Scalo aereo molto legato storicamente a Genova quello del Basso Piemonte alessandrino, visto che durante la Seconda guerra mondiale ne ospitò l'Aero Club, scacciato da bombe e conflitto dall'idroscalo dove aveva sede all'epoca sotto la Lanterna. Ma a legare Novi Ligure e Genova ci fu anche un mito dell'aviazione quale Fioravante Sbragi, hangar ed attività al Colombo e casa a Novi Ligure, dove rientrava, a differenza della maggioranza delle persone, in aereo anziché in auto o mezzo pubblico. 

Molto entusiasmo alla festa di Novi Ligure, dove erano schierati aerei di ogni tipo, da quelli per lanciare i paracadutisti, fino ad acrobatici, stupendi bimotori ed i Cessna della flotta in dotazione alla scuola di volo novese, destinata tuttavia ad ampliarsi assai rapidamente con altre macchine volanti. 

Ma una nota rilevante è che, come direttore della scuola e super istruttore, c'è un mito dell'aviazione italiana: Giampiero Garbagna, oltre 20 mila ore di volo all'attivo, ex Alitalia, comandante di Airbus e Boeing 737, protagonista di un'impresa mitica e coraggiosa, che resterà una pagina di storia nell'aviazione civile italiana. A Tunisi, nel 2011, proprio nel momento in cui scoppiava la primavera araba, riuscì a portare in salvo oltre 120 passeggeri destinati a Malpensa con il volo AP 805, dopo essere stati stoppati e pure malmenati dalla polizia tunisina. Imbarcò gente e bagagli rapidamente e decollò tra le bombe, che scorgeva a lato dello scalo, mentre dalla stessa pista stava cercando di fuggire pure il presidente della Tunisia con aereo privato. Impresa epica che Garbagna compì con determinazione e sangue freddo e ricevendo un plauso dalla stessa nostra Compagnia di bandiera. 

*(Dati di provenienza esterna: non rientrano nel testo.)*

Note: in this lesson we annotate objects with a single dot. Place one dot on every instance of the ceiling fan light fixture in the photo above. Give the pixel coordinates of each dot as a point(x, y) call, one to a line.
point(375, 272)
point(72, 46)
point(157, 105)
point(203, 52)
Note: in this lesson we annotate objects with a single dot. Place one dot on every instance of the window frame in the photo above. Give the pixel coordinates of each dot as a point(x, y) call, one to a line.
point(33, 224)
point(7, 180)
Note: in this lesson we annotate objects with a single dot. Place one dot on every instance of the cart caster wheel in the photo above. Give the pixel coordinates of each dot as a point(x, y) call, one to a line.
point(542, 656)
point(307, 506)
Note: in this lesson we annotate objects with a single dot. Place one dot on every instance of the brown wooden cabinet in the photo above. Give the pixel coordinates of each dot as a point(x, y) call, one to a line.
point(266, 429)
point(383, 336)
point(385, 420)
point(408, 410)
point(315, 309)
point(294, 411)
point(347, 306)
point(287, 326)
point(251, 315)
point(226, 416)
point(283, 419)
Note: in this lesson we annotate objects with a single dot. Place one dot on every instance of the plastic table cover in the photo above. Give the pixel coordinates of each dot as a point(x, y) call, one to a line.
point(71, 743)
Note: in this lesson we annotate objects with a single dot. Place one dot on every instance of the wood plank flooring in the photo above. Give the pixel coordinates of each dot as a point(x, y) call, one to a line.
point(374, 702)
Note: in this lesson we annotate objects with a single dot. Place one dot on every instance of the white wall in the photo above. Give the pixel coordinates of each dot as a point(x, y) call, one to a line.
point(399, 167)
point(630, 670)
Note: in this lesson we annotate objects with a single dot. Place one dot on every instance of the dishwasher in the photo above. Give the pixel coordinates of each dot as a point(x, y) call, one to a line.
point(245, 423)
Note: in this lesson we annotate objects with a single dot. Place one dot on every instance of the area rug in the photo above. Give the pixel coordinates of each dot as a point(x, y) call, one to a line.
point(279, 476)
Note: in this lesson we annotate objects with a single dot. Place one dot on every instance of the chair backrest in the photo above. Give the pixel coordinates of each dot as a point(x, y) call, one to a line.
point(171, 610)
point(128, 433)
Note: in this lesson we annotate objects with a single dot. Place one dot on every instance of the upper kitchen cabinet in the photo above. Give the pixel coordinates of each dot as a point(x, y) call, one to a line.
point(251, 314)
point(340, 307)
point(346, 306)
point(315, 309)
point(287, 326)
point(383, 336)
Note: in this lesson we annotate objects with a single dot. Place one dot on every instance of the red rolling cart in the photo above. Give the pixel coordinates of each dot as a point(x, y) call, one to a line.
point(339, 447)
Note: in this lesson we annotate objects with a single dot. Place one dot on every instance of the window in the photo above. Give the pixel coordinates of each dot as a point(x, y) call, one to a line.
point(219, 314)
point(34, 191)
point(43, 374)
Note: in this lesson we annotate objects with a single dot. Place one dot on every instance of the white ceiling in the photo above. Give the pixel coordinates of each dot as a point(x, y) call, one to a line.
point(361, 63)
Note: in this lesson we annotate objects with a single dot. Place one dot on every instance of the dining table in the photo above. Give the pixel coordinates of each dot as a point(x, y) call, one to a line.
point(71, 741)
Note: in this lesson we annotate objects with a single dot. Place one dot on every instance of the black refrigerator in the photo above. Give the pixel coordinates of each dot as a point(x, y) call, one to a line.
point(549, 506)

Ora, in pensione come ex pilota di linea, mette a disposizione la sua esperienza a chi vuole imparare a volare, forte di essere stato capo pilota in Minerva e responsabile addestramento in Air Italy. Promotori ed ‘inventori’ della scuola oltre al comandante, sono stati l'industriale Paolo Visentini, grande appassionato di volo, con la sua assistente Stefania Rescigno; Davide Tosolini, direttore dello scalo piemontese e responsabile scuola paracadutisti, e Giuseppe Cunetta. E insieme alla scuola di volo sono previsti corsi ed incontri sul tema aviazione ed aeronautica con studenti, quali quelli dell'Iis ‘Ciampini Boccardo’ di Novi Ligure (professor Fernando Robino), l'Itis di Alessandria, cui potrebbero aggiungersi scuole genovesi anche in teleconferenza. Iniziativa dunque, quella del Mossi, destinata ad avere soprattutto valenza culturale e formativa su un tema non facile ed in Italia ancora poco conosciuto anche se l'aereo è destinato sempre più, nel futuro dell'umanità, a diventare mezzo di progresso e comunicazione tra i popoli. Ma mezzo anche molto sicuro, in quanto statisticamente con più basso rischio di incidenti rispetto ad ogni altro mezzo di trasporto nel mondo. Secondo infatti le ultime stime un incidente aereo si verifica ogni 5 milioni di ore di volo. Nulla confronto alla strage quotidiana su strade ed autostrade.